May, 56, led from the first poll to oust the minister of state for sport who won the past five elections in the riding.

Despite being barred from the federal leaders’ debate and largely ignored by the national media, the lawyer and former executive director of the Sierra Club built momentum throughout the campaign. In an all-candidates meeting in Sidney last month, she was clearly the most popular politician on stage, earning a partial standing ovation from the crowd of more than 700.

May was leading Conservative cabinet minister Gary Lunn by more than 2,000 votes with 90 of 245 polls reporting just before 9 p.m.

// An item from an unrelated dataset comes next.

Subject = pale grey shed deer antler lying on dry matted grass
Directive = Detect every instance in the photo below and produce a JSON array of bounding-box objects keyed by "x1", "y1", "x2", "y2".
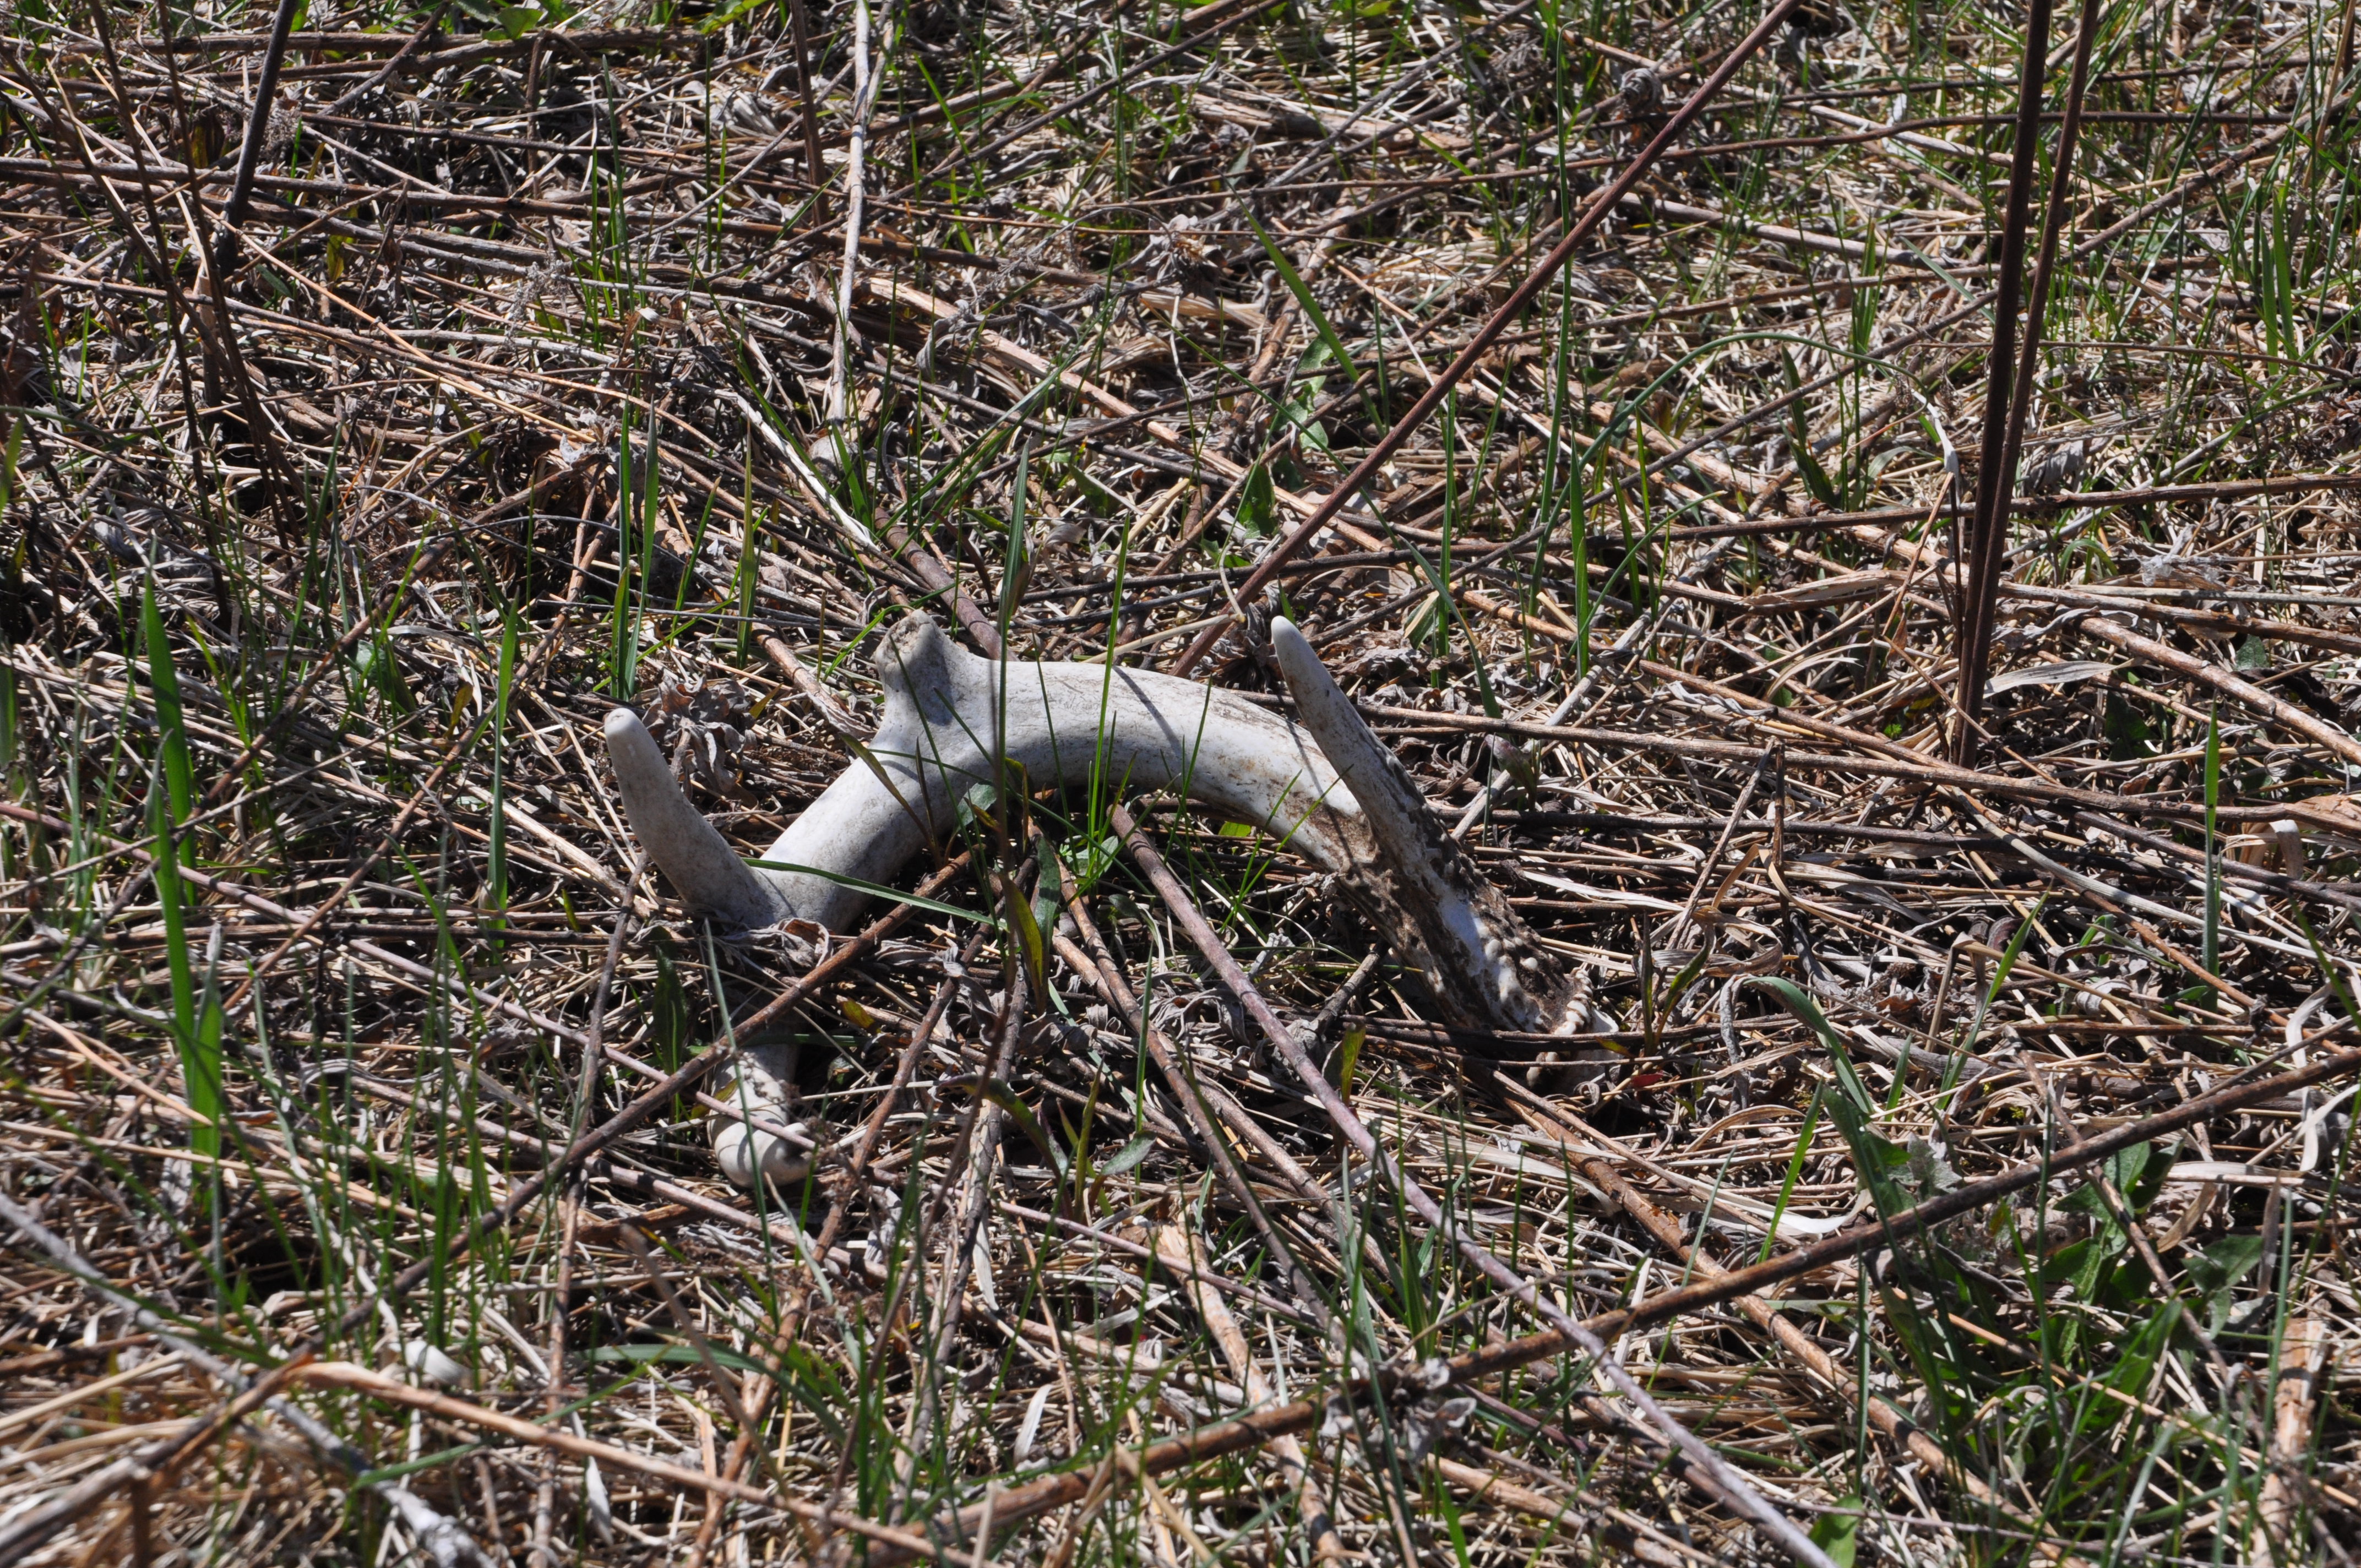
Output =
[{"x1": 607, "y1": 616, "x2": 1587, "y2": 1185}]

Green said her party has rejected the politics of fear.

"We need hope over fear, we need compassion over competition," May said. "We are elected to serve the people of Canada."

Elsewhere on Vancouver Island, Conservative and NDP incumbents were leading in four of the other five ridings. Tory James Lunney was in a fight in Nanaimo-Alberni with the NDP’s Zeni Maartman, while Conservative cabinet minister John Duncan was beating the NDP’s Ronna-Rae Leonard in Vancouver Island North.

NDP incumbents Jean Crowder in Nanaimo-Cowichan and Denise Savoie in Victoria seemed safe bets to hold their seats with their party achieving unprecedented levels of support across the country.

In Esquimalt-Juan de Fuca, the lead continued to change hands between Conservative Troy DeSousa and the NDP’s Randall Garrison. DeSouza, a Crown prosecutor, lost two previous elections to Liberal Keith Martin, who announced in November that he would be stepping down after representing the riding for 17 years.